= My Papa's Persimmon Tree =

Picture book by Machiko Taniguchi

My Papa's Persimmon Tree (パパの柿の木, Papa no Kaki no Ki) is a children's picture book written by Machiko Taniguchi (谷口 真知子, Taniguchi Machiko), with illustrations by Kazuhiro Teishima (亭島 和洋, Teishima Kazuhiro), a friend of the writer. One Peace Books published the English version.

The author lives in Minoh, Osaka Prefecture. The author's husband, Masakatsu, died on board Japan Air Lines Flight 123 in 1985. He was the breadwinner of the family, which consisted of himself, his wife, and his two boys. Taniguchi obtained employment after her husband's death. He had planted a persimmon tree, and fruit began appearing from the tree two months after JAL123 occurred. Taniguchi wrote about this experience in the book. The book uses the point of view of the younger boy.

Taniguchi's granddaughter told Taniguchi, while she visited the site of JAL123 impact, that she wished to have interacted with Masakatsu. Taniguchi decided to create the book, with the statement by her granddaughter as having inspired her. The original Japanese version was published in 2016. The writer published the book herself.

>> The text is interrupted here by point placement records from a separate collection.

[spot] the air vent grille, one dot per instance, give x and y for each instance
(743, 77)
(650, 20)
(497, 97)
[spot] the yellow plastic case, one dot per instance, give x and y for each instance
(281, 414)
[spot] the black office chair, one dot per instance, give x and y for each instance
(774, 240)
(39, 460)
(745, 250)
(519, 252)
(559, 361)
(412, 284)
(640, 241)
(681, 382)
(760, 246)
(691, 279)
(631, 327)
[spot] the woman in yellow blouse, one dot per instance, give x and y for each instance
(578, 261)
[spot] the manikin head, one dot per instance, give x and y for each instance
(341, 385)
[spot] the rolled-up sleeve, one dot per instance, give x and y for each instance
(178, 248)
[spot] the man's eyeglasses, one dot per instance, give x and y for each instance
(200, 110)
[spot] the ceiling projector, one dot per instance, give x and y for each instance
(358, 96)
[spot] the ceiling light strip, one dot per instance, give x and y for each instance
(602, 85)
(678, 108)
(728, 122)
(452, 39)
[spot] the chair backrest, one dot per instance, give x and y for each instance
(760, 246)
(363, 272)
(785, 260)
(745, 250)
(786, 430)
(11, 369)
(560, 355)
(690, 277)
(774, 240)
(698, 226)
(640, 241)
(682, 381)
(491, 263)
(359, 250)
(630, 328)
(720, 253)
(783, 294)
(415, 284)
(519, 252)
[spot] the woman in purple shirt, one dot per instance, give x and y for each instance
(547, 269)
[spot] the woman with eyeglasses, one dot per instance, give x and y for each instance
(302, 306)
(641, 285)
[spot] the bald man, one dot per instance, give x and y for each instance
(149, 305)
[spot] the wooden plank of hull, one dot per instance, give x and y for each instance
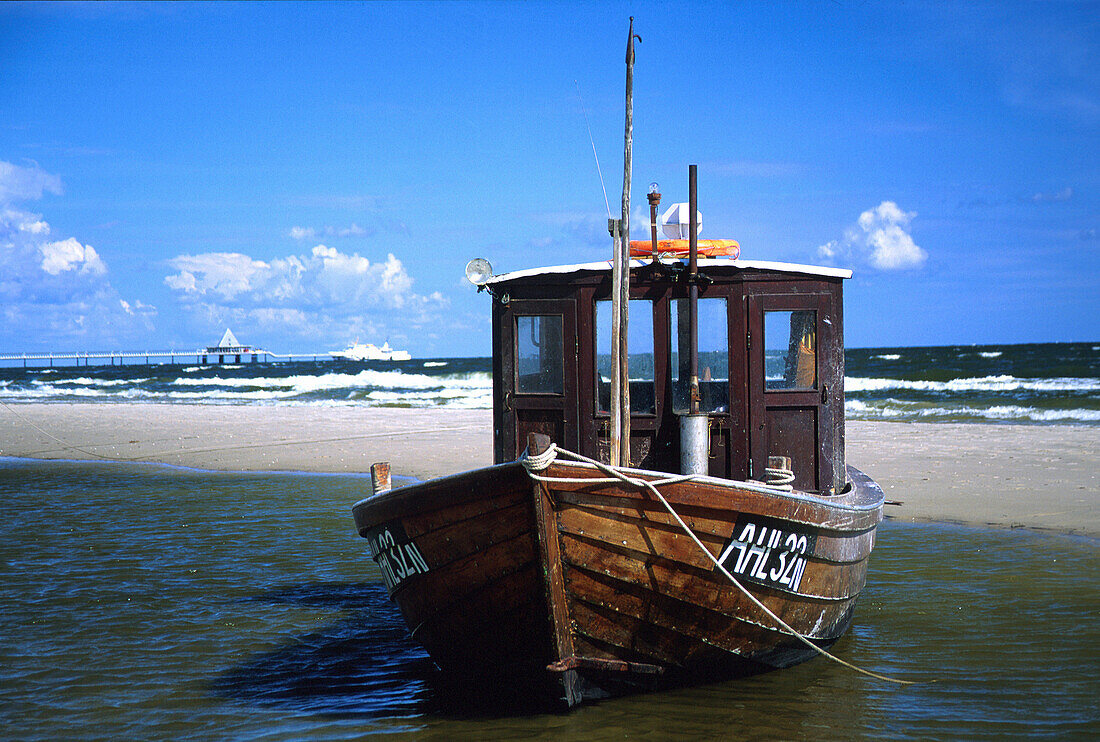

A company suggested that an English version of the book should be made. The staff at Senri International School told Taniguchi that she should have an English version. Eight students at the senior high school level translated the book as part of their instructional time, with this project commencing in April 2019. The translation was done in four months. The English translation was released in July 2020. The English version has a letter addressed to Boeing, which manufactured the aircraft that was on the JAL123 accident flight.